Affording a place to live in Nashville has become more difficult amid the city’s rapid growth.
But figuring out what the city should do to maintain affordable housing units — and encourage builders to create more — hasn’t been easy. Until a wave of recent attention, Metro has tried relatively few methods of increasing affordable housing.
Now, less than a month since the Metro Council put in motion one of the policies most coveted by advocates, signs of uncertainty have surfaced, and work has already begun on a “backup plan.”
At issue is a Metro effort to create an “inclusionary zoning” policy. This kind of rule would require that new home construction projects include some affordable units.
While many specifics would need to be determined, a council bill that passed the first of three readings on May 19 took the first step to requiring affordable units across Davidson County. In fact, the plan suggests a requirement that 14 percent of the units in a new development remain affordable.
Advocate Floyd Shechter, with A VOICE, said 500 counties nationwide already have similar building requirements.
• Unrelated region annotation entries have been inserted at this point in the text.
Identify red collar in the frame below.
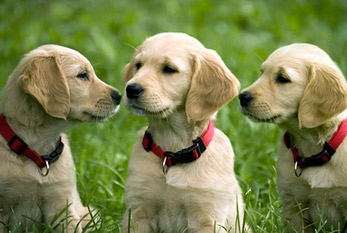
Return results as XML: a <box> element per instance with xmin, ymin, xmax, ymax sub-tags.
<box><xmin>142</xmin><ymin>120</ymin><xmax>214</xmax><ymax>172</ymax></box>
<box><xmin>0</xmin><ymin>114</ymin><xmax>64</xmax><ymax>176</ymax></box>
<box><xmin>284</xmin><ymin>119</ymin><xmax>347</xmax><ymax>177</ymax></box>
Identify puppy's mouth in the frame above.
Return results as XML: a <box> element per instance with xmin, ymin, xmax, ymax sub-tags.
<box><xmin>242</xmin><ymin>108</ymin><xmax>281</xmax><ymax>123</ymax></box>
<box><xmin>128</xmin><ymin>104</ymin><xmax>170</xmax><ymax>118</ymax></box>
<box><xmin>83</xmin><ymin>105</ymin><xmax>119</xmax><ymax>121</ymax></box>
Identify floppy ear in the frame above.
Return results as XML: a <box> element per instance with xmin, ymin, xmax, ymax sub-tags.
<box><xmin>298</xmin><ymin>64</ymin><xmax>347</xmax><ymax>128</ymax></box>
<box><xmin>123</xmin><ymin>62</ymin><xmax>135</xmax><ymax>85</ymax></box>
<box><xmin>185</xmin><ymin>49</ymin><xmax>240</xmax><ymax>121</ymax></box>
<box><xmin>19</xmin><ymin>57</ymin><xmax>70</xmax><ymax>120</ymax></box>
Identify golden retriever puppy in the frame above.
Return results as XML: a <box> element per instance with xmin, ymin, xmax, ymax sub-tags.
<box><xmin>239</xmin><ymin>44</ymin><xmax>347</xmax><ymax>232</ymax></box>
<box><xmin>123</xmin><ymin>33</ymin><xmax>247</xmax><ymax>233</ymax></box>
<box><xmin>0</xmin><ymin>45</ymin><xmax>121</xmax><ymax>232</ymax></box>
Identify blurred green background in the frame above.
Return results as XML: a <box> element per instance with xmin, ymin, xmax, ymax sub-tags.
<box><xmin>0</xmin><ymin>0</ymin><xmax>347</xmax><ymax>232</ymax></box>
“It is time to act,” he said.
Yet on Tuesday night, the Metro Council could consider a slightly different bill. Although much of the language is the same, the new proposal eliminates the 14 percent requirement.
Councilman Brady Banks said he heard some opposition to the earlier, more aggressive proposal.
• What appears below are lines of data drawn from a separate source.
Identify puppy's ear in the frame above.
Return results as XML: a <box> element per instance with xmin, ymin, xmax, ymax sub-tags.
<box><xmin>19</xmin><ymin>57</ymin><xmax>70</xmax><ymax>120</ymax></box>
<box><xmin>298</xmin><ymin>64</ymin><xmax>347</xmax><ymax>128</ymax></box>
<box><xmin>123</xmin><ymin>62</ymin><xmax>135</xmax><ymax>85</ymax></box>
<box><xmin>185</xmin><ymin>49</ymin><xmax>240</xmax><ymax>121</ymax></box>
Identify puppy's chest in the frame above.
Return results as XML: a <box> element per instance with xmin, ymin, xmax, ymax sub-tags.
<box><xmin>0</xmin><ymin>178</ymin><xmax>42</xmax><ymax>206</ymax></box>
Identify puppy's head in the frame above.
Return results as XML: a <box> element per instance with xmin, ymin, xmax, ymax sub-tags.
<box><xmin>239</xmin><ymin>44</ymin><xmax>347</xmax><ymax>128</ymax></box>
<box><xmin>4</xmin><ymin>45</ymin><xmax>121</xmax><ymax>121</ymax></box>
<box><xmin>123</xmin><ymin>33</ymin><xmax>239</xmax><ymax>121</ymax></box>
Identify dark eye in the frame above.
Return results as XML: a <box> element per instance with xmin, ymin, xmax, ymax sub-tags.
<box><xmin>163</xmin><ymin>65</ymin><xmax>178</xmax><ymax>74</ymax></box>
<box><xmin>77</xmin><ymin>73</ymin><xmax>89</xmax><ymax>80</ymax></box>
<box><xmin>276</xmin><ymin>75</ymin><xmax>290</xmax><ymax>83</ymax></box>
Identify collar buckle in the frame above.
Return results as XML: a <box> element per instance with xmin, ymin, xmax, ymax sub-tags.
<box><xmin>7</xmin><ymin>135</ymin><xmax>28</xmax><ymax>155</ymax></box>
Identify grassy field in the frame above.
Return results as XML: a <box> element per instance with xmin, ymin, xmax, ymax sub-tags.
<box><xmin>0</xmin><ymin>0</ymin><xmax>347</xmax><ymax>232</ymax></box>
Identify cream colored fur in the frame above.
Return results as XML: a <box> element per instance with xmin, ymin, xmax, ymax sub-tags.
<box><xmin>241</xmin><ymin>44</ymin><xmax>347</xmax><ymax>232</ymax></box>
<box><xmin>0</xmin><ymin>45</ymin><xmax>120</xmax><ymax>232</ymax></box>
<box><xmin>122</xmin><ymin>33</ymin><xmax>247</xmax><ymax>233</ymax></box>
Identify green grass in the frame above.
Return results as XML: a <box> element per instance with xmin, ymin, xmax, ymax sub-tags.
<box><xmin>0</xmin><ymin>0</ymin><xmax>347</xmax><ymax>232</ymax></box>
“We were getting the sense that the original bill, the way it was proposed, with some of the mandates … those kinds of questions really hadn’t been answered by the Planning Commission.”
The new bill that Banks is co-sponsoring could also take a slightly different path to get council approval — a route that requires six fewer votes than the first bill filed in May.
Banks called his bill a “safety net” that he is willing to defer. He would push for his version later, should the first measure face too much resistance.
If either proposal moves forward, the council and other planning officials will need several weeks to get to a final vote and even longer to determine the specifics of the policy.
“I wish I could tell you that this was a clear road map, but it’s not,” Shechter said. “There’s a lot of forks in the road between now and (final reading).”